Ice Cream Entrepreneur Story from The Daily Telegraph

Sitting among the vintage crockery and furniture stalls at a fete in West Didsbury, Manchester, is an unmissable pink 1997 Ford Transit ice cream van, Ginger’s Comfort Emporium. Even on a cold, rainy April afternoon Claire Kelsey, 35, its owner, has a queue.

Kelsey makes ice cream for grown-ups, selling it at food markets around the country, but mainly in and around Manchester, where she lives. She delights in unusual combinations such as liquorice root, coriander leaf and camel’s milk, and her bestselling 'Chorlton crack’ (peanut butter and salted caramel). Her imaginative menu has not gone unnoticed. In 2011 her roasted banana, salt caramel and peanut ice cream won the British Street Food awards’ 'best dessert’, which she won again in 2012 for 'marmalade on toast’ – marmalade and caramelised breadcrumbs with orange blossom tea sorbet.

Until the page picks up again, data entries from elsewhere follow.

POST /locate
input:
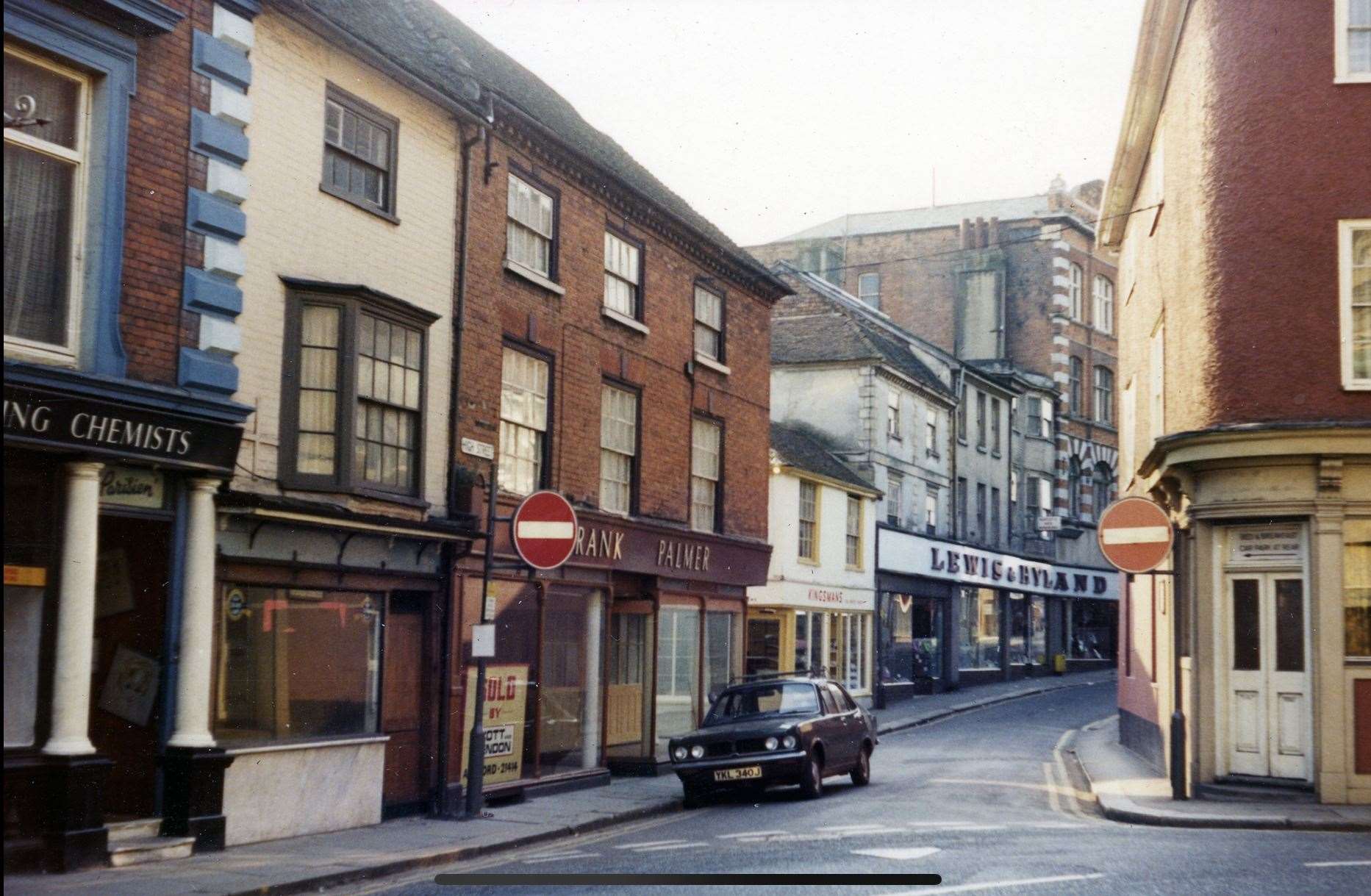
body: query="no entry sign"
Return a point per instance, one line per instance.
(545, 531)
(1134, 534)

Kelsey’s first job in food at the age of 21 was as a kitchen assistant in Raymond Blanc’s Brasserie in Manchester. She worked in restaurants for four years before becoming a food stylist. By 2009 she had decided she wanted her own business. 'I looked at restaurants but it’s such a massive risk,’ she says. 'I thought a mobile unit would be perfect because I could take it to festivals with my friends and it would be a party vehicle.’ Using her savings she found an ice cream van in Brighton for £8,000, which her father helped her paint and refurbish; a friend designed the logo. 'A week later I had an ice cream van in my drive with no real business plan,’ she says. 'I didn’t know exactly what I wanted to do. I thought, “Well, I’ll start making ice cream, I’ll probably get bored of this in six months,” but I really enjoyed doing it.’

She taught herself how to make ice cream by hand, without specialist equipment, learning the best methods for freezing without a churn. But last year Kelsey bought a second-hand Carpigiani, a commercial ice cream machine, which she found on Gumtree. 'I’m still finding my way,’ she says.

'I don’t want to sound like an authority on machines because I’m not; I’m a home cook who’s had to upscale and it’s quite scary.’

Her ingredients are sourced from local producers where possible; the milk and cream comes from a Manchester dairy, the cones from a bakery in Eccles, and the grain for the malt ice cream is from a microbrewery in north Manchester. Her flavours are seasonal and Kelsey buys slightly overripe fruit from markets to make her compotes, jams and caramels that are then used as a base for many of her ice creams. She also welcomes contributions. 'I’ve got some lovely customers who will bring me weird things I’ve never seen before such as mastic and wild orchid extract.’